Mozambique bore the brunt from rivers that flow downstream from its neighbours.
Beira airport which was partially damaged by the storm and temporarily shut, had reopened to become the relief operations hub but is proving not large enough.
Air force personnel from Mozambique and South Africa have been drafted in to fly rescue missions and distribute aid which can only be airlifted as roads out of Beira have been destroyed.
Climate expert John Mutter, a professor at the Earth Institute at New York's Columbia University, said the heavy toll was partly explained by the infrequency of such weather events in southern Africa.

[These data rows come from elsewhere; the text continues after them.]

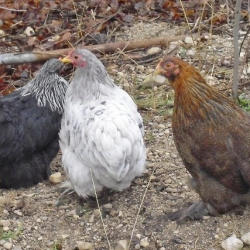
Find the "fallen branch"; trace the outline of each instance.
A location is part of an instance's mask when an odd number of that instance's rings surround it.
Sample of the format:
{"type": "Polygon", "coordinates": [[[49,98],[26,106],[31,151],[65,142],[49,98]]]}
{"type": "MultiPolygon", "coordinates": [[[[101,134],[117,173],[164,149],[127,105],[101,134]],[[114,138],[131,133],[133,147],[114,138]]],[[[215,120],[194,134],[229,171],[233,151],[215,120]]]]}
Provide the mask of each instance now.
{"type": "MultiPolygon", "coordinates": [[[[114,53],[117,50],[127,51],[136,48],[145,48],[150,46],[166,46],[169,42],[184,40],[185,35],[173,36],[173,37],[157,37],[151,39],[134,40],[134,41],[122,41],[106,44],[97,44],[83,46],[82,48],[88,49],[91,52],[100,53],[114,53]]],[[[52,51],[33,51],[28,53],[7,53],[0,55],[0,65],[3,64],[21,64],[46,61],[51,58],[57,58],[63,55],[67,55],[72,48],[60,49],[52,51]]]]}

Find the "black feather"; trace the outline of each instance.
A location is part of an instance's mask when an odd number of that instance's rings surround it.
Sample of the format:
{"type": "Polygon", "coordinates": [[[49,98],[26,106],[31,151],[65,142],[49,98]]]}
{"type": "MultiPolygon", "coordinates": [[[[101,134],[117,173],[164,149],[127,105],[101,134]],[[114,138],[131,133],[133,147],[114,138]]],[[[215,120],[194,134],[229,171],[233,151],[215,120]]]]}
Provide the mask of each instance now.
{"type": "Polygon", "coordinates": [[[29,187],[48,178],[68,85],[58,75],[62,67],[51,59],[26,86],[0,98],[0,188],[29,187]]]}

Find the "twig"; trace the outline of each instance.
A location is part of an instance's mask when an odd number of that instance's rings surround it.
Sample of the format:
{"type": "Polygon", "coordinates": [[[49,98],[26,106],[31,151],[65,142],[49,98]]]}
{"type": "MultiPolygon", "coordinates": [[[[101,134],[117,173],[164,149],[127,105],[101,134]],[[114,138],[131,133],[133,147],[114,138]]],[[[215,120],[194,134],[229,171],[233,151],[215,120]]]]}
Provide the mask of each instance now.
{"type": "Polygon", "coordinates": [[[93,188],[94,188],[94,191],[95,191],[95,199],[96,199],[97,207],[98,207],[98,210],[99,210],[99,213],[100,213],[100,217],[101,217],[101,222],[102,222],[102,226],[103,226],[103,229],[104,229],[104,233],[105,233],[108,245],[109,245],[109,249],[112,250],[111,244],[110,244],[110,241],[109,241],[109,238],[108,238],[107,230],[105,228],[104,220],[103,220],[103,217],[102,217],[102,211],[101,211],[101,208],[100,208],[100,204],[99,204],[99,200],[98,200],[98,196],[97,196],[97,192],[96,192],[96,188],[95,188],[95,182],[94,182],[94,178],[93,178],[93,174],[92,174],[92,169],[90,168],[89,170],[90,170],[90,174],[91,174],[93,188]]]}
{"type": "Polygon", "coordinates": [[[27,10],[16,10],[16,9],[11,9],[7,7],[0,6],[0,9],[2,10],[9,10],[9,11],[15,11],[15,12],[27,12],[27,10]]]}
{"type": "Polygon", "coordinates": [[[152,171],[152,173],[151,173],[151,175],[150,175],[150,177],[149,177],[149,181],[148,181],[148,183],[147,183],[146,189],[145,189],[144,194],[143,194],[143,196],[142,196],[141,203],[140,203],[139,209],[138,209],[137,214],[136,214],[136,217],[135,217],[135,223],[134,223],[133,229],[132,229],[132,231],[131,231],[131,236],[130,236],[130,240],[129,240],[129,243],[128,243],[128,249],[129,249],[129,247],[130,247],[130,245],[131,245],[132,238],[133,238],[134,231],[135,231],[135,227],[136,227],[136,224],[137,224],[137,221],[138,221],[140,212],[141,212],[141,208],[142,208],[143,202],[144,202],[145,197],[146,197],[146,193],[147,193],[147,191],[148,191],[149,184],[150,184],[151,179],[152,179],[152,176],[153,176],[153,174],[154,174],[154,172],[155,172],[155,168],[156,168],[156,167],[154,167],[154,169],[153,169],[153,171],[152,171]]]}
{"type": "Polygon", "coordinates": [[[236,1],[234,18],[234,70],[233,70],[233,98],[236,100],[239,85],[239,25],[240,25],[241,0],[236,1]]]}
{"type": "MultiPolygon", "coordinates": [[[[151,38],[151,39],[80,46],[79,48],[88,49],[91,52],[97,52],[97,53],[101,52],[105,54],[105,53],[114,53],[118,49],[127,51],[127,50],[136,49],[136,48],[146,48],[146,47],[156,46],[156,45],[165,47],[168,43],[172,41],[184,40],[185,37],[186,37],[185,35],[172,36],[172,37],[156,37],[156,38],[151,38]]],[[[46,61],[51,58],[57,58],[62,55],[67,55],[70,51],[72,51],[72,48],[52,50],[52,51],[33,51],[33,52],[28,52],[28,53],[1,54],[0,65],[46,61]]]]}

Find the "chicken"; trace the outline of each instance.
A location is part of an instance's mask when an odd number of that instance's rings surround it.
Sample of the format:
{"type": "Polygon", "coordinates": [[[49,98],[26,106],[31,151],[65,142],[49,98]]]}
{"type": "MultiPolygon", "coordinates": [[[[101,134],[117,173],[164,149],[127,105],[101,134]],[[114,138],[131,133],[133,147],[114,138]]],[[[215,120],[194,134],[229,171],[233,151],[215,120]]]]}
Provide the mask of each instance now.
{"type": "Polygon", "coordinates": [[[30,187],[48,178],[59,150],[68,83],[51,59],[24,87],[0,98],[0,188],[30,187]]]}
{"type": "Polygon", "coordinates": [[[249,114],[179,58],[164,57],[155,75],[166,77],[174,89],[174,142],[201,197],[170,219],[201,219],[249,203],[249,114]]]}
{"type": "Polygon", "coordinates": [[[62,61],[77,67],[59,134],[62,165],[70,180],[64,187],[83,198],[103,187],[122,191],[145,170],[137,107],[90,51],[77,49],[62,61]]]}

"Mozambique and Zimbabwe are essentially unprepared. They both have weak governance that, honestly, focuses on many more pressing things (as they would see it).  And because cyclones are so rare in this part of the world, so preparedness is minimal," said Mutter.
In Zimbabwe, at least 217 people are listed as missing in Chimanimani in Manicaland, an eastern province which borders Mozambique.
The district remains cut off after roads were swallowed by massive sinkholes and bridges were ripped to pieces by flash floods - a landscape that Defence Minister Perrance Shiri said "resembles the aftermath of a full-scale war".
After visiting some of the victims in Chimanimani, Zimbabwean President Emmerson Mnangagwa said "a tragedy has visited us".
"The last place we visited, where three main rivers merge, an entire village was washed away. I think those are the bodies which are now being found in Mozambique," he said.
The three countries are some of the poorest in the region and depend heavily on foreign aid.